SURABAYA, WartaTransparansi.com – Komisi B DPRD Kota Surabaya menyesalkan adanya dugaan pelanggaran berat yang dilakukan salah satu tempat Rekreasi Hiburan Umum (RHU) di Surabaya karena melibatkan pengunjung di bawah umur. Pelanggaran tersebut dinilai mencoreng predikat Surabaya sebagai Kota Layak Anak.
Ketua Komisi B DPRD Surabaya Mohammad Faridz Afif, menegaskan bahwa temuan ini menunjukkan kurangnya kepatuhan pengelola RHU terhadap aturan. Ia menyebut, pihaknya telah melakukan pendalaman terhadap laporan tersebut dan menemukan sejumlah indikasi pelanggaran serius.

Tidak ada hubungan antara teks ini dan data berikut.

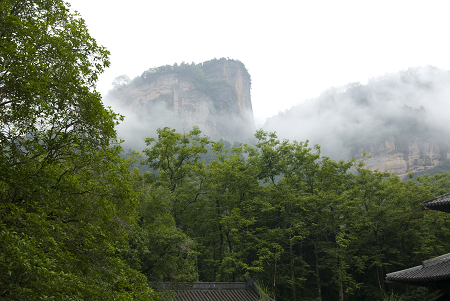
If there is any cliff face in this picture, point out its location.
[352,137,450,178]
[263,66,450,178]
[108,59,255,141]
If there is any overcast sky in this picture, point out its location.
[69,0,450,126]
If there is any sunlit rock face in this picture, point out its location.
[352,137,450,178]
[107,58,255,142]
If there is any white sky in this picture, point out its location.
[68,0,450,126]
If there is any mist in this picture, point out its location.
[262,66,450,159]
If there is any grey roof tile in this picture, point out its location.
[422,193,450,212]
[171,278,273,301]
[386,253,450,284]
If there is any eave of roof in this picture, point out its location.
[386,253,450,284]
[422,193,450,212]
[175,277,275,301]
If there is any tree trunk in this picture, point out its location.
[289,240,297,301]
[314,242,322,301]
[339,262,344,301]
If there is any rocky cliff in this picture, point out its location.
[263,66,450,178]
[351,136,450,178]
[107,58,255,141]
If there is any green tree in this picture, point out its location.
[0,0,156,300]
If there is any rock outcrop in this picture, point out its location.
[107,58,255,141]
[352,136,450,178]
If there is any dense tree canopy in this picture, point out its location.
[142,128,450,300]
[0,0,155,300]
[0,0,450,301]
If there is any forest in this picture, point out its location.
[0,0,450,301]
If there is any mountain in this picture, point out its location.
[263,66,450,177]
[106,58,255,149]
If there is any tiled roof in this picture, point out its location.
[175,280,274,301]
[422,193,450,212]
[386,253,450,284]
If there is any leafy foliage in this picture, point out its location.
[139,128,450,300]
[0,0,157,300]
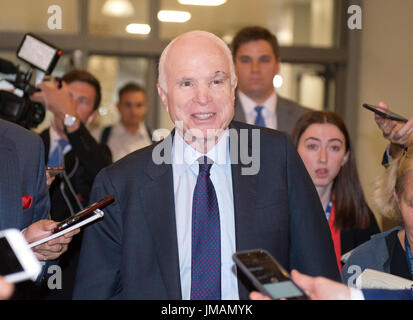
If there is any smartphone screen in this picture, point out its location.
[234,250,307,299]
[363,103,408,122]
[0,237,24,276]
[17,33,62,73]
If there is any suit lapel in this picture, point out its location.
[234,92,247,122]
[230,124,258,299]
[141,138,182,300]
[0,136,23,230]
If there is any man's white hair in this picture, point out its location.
[158,30,237,93]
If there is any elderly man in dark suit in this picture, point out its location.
[232,26,309,134]
[74,31,340,299]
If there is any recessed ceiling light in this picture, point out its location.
[178,0,227,6]
[125,23,151,34]
[158,10,191,23]
[102,0,135,17]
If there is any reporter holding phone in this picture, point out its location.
[0,120,76,296]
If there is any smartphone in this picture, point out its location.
[53,195,115,233]
[29,195,115,248]
[363,103,408,122]
[232,249,308,300]
[0,229,41,282]
[17,33,62,74]
[46,166,65,177]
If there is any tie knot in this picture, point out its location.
[58,139,69,151]
[198,156,214,175]
[254,106,264,115]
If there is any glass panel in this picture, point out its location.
[87,55,149,128]
[277,63,335,110]
[0,0,78,34]
[89,0,149,39]
[160,0,337,47]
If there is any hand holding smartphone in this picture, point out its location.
[46,166,65,178]
[233,249,308,300]
[29,195,114,248]
[363,103,408,122]
[0,229,41,282]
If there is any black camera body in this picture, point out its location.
[0,33,62,129]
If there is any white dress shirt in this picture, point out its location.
[172,130,239,300]
[238,91,278,129]
[92,122,152,162]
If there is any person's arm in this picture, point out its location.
[374,101,413,162]
[73,169,122,300]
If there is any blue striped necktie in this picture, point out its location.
[254,106,265,127]
[191,156,221,300]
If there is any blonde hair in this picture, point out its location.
[373,146,413,224]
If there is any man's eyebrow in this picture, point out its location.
[212,71,229,78]
[176,77,193,83]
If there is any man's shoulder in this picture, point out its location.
[277,95,311,114]
[0,119,41,150]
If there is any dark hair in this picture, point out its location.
[62,69,102,110]
[118,82,146,101]
[292,111,372,230]
[231,26,281,60]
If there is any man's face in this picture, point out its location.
[235,40,280,102]
[67,81,96,123]
[158,36,236,144]
[118,91,148,128]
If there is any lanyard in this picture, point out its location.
[326,200,333,221]
[404,231,413,279]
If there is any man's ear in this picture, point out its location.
[156,82,169,113]
[86,109,98,126]
[341,151,350,166]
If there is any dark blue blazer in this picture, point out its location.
[74,122,340,299]
[0,120,50,230]
[362,289,413,300]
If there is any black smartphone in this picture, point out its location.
[46,166,65,177]
[232,249,308,300]
[363,103,408,122]
[29,195,114,248]
[17,33,62,74]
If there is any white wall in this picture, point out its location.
[351,0,413,230]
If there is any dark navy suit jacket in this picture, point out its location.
[0,120,50,230]
[74,121,340,299]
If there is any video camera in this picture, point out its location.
[0,33,62,129]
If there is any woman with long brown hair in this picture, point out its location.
[292,111,380,271]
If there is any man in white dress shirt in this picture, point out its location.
[92,82,152,162]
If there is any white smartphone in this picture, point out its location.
[0,229,42,282]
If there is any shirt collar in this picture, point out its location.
[238,90,277,115]
[172,129,230,175]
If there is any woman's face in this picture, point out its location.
[297,123,349,187]
[396,172,413,231]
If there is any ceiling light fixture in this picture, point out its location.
[178,0,227,6]
[125,23,151,34]
[102,0,135,17]
[158,10,191,23]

“Kita menyesalkan karena ada anak di bawah umur masuk ke situ, padahal mereka tahu aturannya. Itu pelanggaran berat. Komisi mencoba mendalami, karena kita khawatir klub-klub di Surabaya kalau tidak diingatkan akan terus seperti ini,” ujarnya.
Menurutnya, hasil peninjauan lapangan bersama Bapenda Kota Surabaya mengungkap adanya pola operasional yang tidak sesuai izin. Tempat tersebut diketahui memiliki restoran, karaoke, hingga klub malam yang berjalan tanpa jeda operasional sebagaimana ketentuan.
“Harusnya ada jeda antara resto dan klub malam. Kalau memang izinnya restoran, ya harus jelas batasannya. Tapi ini ada tumpangan—mengaku resto, tapi beroperasi sampai malam seperti klub,” tegasnya.
Ada Dugaan Pelanggaran Pajak dan Batasan Alkohol
Selain melanggar aturan operasional, Komisi B juga menemukan potensi pelanggaran pajak. Pajak hiburan, pajak makanan-minuman, hingga pajak minuman beralkohol disebut perlu diaudit ulang.
“Jangan cuma pajak makannya saja. Ada pajak hiburan, pajak miras, semuanya harus diteliti. Apalagi kadar alkohol yang dijual kadang melebihi batas izin, dari yang seharusnya 40–50 persen,” jelasnya.
Ia mencontohkan, pelanggaran aturan kadar alkohol dapat berdampak fatal, seperti kecelakaan yang pernah terjadi karena pengunjung mabuk berat. Kasus terbaru, seorang anak di bawah umur dilaporkan dalam kondisi mabuk setelah keluar dari tempat hiburan tersebut.
Dengan berbagai temuan itu, Komisi B sepakat memberikan rekomendasi tegas kepada Pemkot Surabaya agar melakukan hold atau penutupan sementara terhadap RHU yang terbukti melanggar.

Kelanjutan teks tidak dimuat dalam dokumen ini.